The amounts outstanding under the Credit Facility may be accelerated upon certain events, including: (a) required mandatory prepayments upon an asset sale; (b) in the event the Company is subject to (i) any litigation brought by a Governmental Authority (as defined in the Credit Facility) including intervention after litigation is commenced by a Person (as defined in the Credit Facility), or (ii) any final administrative action by a Governmental Authority, in each case arising out of or in connection with any of the Company’s registry studies, payments made to doctors or training activities with respect to healthcare professionals (excluding certain final administrative actions that have been fully and finally resolved by the parties pursuant to a settlement agreement) or (c) upon the occurrence of an event of default (either automatically or at the option of the Lender depending on the nature of the event). In addition, the Company has the right to prepay any amounts outstanding under the Credit Facility. Upon maturity or upon such earlier repayment of the Credit Facility, the Company will repay the principal balance and provide a make-whole payment calculated to generate an internal rate of return to the Lender equal to 11.5%, less the total of all quarterly interest and royalty payments previously paid to the Lender. See Note 15 - Commitments and Contingencies for further information related to the make-whole payment calculation.
Upon the occurrence of an event of default, the interest rate incurred on amounts outstanding under the Credit Facility will be increased by 4%. The Credit Facility includes a financial covenant requiring the Company to achieve certain revenue targets each quarter. As of December 31, 2024, the Company was in compliance with all the covenants. In the event of a failure to meet such covenants, the Company may avoid a default by electing to be subject to a liquidity covenant and meeting all of the obligations required by such covenant. The borrowings under the Credit Facility are secured by substantially all of the assets of the Company.
The debt derivative liabilities are recorded at fair value, with the change in fair value reported in Change in fair value of derivatives on the Consolidated Statements of Operations at each reporting date. See Note 6 - Fair Value Measurement.
Unamortized Debt Discount and Financing Fees
The unamortized debt discount consists of the remaining initial fair values of the embedded derivatives related to the Credit Facility.
The financing fees for the Credit Facility were $642 and recorded as a contra liability to Long-term debt on the Consolidated Balance Sheets.

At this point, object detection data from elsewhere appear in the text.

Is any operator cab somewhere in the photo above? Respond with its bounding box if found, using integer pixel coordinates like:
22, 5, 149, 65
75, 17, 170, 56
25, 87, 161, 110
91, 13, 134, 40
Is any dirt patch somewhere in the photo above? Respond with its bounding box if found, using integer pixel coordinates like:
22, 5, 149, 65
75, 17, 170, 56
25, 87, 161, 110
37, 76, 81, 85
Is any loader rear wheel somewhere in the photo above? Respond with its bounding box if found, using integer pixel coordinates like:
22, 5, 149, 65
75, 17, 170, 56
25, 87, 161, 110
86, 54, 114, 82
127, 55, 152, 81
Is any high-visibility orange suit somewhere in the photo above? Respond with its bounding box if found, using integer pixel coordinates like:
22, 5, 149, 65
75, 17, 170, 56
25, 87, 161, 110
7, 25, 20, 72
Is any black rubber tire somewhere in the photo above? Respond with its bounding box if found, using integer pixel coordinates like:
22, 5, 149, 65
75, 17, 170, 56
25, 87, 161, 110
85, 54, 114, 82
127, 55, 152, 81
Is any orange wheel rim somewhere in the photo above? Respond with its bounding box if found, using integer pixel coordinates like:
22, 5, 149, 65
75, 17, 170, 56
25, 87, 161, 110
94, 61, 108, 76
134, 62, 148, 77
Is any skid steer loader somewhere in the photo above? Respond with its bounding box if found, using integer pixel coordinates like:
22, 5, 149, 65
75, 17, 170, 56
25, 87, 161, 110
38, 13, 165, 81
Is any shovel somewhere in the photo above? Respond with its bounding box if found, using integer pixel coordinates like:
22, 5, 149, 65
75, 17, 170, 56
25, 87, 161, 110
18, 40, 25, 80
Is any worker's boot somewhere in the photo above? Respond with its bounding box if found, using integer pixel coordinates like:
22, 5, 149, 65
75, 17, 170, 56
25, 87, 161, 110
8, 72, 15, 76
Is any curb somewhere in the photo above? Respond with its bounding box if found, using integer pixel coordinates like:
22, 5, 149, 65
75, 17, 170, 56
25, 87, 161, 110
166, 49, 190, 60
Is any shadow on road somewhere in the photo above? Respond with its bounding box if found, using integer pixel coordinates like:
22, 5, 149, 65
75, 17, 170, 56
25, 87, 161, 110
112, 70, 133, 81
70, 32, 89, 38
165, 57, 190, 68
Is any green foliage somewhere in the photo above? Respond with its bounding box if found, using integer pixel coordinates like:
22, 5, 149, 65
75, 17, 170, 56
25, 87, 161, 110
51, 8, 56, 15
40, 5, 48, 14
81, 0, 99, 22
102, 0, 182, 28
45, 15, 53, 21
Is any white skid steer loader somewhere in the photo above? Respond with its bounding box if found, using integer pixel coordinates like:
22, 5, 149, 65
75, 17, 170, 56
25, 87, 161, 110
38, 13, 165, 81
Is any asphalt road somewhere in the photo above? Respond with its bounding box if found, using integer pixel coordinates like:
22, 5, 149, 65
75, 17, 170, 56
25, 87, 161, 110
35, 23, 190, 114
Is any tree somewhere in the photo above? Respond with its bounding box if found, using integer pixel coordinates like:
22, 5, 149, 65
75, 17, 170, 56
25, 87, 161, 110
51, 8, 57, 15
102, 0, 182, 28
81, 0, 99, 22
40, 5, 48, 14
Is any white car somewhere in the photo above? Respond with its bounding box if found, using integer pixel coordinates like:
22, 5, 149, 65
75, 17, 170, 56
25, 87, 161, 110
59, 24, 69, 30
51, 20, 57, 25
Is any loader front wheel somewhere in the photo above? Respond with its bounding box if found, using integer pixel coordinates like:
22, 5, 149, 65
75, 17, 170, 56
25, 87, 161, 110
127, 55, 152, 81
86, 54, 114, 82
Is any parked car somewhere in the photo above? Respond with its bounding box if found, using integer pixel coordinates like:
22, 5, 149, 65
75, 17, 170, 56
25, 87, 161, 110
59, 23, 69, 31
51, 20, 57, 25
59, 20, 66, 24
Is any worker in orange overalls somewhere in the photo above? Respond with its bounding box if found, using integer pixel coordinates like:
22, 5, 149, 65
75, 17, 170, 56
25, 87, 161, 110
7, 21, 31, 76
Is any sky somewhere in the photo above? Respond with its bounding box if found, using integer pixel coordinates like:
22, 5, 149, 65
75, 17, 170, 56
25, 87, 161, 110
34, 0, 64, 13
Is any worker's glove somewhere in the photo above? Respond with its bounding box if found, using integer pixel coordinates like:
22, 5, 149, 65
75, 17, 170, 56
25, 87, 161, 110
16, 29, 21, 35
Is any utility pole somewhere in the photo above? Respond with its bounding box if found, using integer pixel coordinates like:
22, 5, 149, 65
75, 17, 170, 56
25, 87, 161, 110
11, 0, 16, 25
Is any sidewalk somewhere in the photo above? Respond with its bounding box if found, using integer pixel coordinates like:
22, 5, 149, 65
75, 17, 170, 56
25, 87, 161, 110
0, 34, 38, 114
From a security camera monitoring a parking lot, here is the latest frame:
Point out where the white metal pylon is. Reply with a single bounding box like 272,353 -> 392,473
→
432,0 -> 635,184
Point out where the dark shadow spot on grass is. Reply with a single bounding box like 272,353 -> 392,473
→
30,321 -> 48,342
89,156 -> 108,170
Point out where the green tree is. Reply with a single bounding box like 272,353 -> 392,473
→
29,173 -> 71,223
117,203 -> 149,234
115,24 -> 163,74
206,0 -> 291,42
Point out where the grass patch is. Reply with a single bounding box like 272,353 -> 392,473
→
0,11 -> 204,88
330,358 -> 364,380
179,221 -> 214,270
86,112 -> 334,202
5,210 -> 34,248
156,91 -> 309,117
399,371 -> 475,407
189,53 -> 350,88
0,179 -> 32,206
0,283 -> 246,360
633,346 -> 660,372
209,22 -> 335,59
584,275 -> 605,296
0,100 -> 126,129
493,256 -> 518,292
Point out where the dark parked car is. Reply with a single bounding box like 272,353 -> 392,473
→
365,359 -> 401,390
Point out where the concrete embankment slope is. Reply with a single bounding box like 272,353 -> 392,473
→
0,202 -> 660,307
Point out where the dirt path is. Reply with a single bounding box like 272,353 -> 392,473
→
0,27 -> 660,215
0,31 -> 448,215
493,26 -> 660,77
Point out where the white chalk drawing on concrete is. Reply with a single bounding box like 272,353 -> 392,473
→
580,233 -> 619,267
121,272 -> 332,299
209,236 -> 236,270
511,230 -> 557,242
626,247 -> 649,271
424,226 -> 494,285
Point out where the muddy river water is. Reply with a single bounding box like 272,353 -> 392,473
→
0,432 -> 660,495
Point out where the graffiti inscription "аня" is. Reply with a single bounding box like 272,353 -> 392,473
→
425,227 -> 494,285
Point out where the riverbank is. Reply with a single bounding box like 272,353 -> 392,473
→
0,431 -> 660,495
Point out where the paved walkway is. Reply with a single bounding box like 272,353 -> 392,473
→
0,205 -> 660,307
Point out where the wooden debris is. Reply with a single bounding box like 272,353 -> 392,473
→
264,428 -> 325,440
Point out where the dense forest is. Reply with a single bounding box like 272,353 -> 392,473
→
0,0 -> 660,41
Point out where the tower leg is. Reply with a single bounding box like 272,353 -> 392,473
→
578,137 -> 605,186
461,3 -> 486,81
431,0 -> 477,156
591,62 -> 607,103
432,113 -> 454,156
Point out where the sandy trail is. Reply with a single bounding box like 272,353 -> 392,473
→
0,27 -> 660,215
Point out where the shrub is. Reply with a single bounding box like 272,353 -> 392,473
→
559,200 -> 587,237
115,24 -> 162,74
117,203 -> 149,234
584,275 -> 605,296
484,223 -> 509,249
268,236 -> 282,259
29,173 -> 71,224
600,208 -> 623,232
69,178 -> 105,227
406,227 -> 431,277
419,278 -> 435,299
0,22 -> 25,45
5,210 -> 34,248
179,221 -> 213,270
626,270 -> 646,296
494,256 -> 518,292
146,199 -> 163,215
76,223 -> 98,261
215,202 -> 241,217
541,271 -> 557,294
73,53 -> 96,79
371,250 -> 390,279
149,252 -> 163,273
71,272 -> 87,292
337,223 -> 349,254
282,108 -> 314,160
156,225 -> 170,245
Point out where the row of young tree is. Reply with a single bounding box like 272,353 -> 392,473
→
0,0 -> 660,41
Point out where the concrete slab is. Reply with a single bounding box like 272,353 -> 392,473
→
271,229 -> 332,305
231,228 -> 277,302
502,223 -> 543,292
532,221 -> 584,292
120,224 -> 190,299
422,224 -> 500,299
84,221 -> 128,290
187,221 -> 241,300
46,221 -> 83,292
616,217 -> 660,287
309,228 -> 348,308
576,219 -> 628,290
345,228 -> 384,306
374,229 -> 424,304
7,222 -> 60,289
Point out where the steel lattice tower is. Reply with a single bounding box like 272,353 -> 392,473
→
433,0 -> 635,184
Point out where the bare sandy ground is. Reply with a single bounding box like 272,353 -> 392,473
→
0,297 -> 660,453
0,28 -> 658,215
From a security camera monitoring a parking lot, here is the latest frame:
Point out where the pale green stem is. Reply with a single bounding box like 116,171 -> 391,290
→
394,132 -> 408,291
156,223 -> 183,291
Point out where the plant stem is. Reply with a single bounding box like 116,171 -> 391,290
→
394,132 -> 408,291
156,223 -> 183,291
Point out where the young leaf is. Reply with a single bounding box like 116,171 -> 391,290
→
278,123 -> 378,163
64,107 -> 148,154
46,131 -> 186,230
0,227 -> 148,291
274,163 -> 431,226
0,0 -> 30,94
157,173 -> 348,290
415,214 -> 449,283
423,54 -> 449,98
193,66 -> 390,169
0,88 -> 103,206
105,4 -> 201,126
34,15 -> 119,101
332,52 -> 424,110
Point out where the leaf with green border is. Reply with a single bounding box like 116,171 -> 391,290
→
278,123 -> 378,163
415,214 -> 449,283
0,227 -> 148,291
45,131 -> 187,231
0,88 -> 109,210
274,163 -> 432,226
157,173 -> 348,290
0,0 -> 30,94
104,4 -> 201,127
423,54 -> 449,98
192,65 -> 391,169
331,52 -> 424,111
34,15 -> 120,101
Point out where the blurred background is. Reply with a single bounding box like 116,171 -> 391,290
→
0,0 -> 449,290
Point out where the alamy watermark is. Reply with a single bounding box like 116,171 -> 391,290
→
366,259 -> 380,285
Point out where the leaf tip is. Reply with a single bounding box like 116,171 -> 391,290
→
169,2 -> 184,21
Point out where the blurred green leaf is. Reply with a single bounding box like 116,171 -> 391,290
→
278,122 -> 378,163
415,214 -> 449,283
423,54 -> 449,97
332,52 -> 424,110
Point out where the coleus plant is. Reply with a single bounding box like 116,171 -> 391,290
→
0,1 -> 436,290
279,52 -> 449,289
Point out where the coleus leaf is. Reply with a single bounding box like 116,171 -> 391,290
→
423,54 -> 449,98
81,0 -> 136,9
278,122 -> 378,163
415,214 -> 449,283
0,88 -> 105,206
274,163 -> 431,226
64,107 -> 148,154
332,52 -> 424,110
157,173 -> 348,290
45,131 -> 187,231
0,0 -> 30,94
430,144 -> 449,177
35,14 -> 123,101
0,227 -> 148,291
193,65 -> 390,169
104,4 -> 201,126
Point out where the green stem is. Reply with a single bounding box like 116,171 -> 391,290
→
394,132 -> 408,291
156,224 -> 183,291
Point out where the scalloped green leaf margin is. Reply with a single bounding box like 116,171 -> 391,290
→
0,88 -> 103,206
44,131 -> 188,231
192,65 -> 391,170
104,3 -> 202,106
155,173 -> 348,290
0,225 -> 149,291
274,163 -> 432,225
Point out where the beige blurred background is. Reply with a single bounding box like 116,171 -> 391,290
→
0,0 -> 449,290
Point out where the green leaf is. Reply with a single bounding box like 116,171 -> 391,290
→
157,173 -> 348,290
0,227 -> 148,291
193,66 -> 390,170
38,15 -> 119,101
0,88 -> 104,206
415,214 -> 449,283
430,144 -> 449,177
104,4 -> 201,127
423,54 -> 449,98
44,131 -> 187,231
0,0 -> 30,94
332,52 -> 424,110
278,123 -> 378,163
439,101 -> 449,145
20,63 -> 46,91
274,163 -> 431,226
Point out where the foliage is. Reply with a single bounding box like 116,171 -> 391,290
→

Amortization of debt discount and deferred financing fees for the years ended December 31, 2024, 2023 and 2022 was $893, $891 and $891, respectively, and recorded in interest expense using the effective interest rate method.
Other Credit Facilities
The Company had restricted cash of $6,000 and $6,002 at December 31, 2024 and 2023, respectively. The December 31, 2024 and 2023 balances both include $6,000, which represents collateral for an irrevocable standby letter of credit.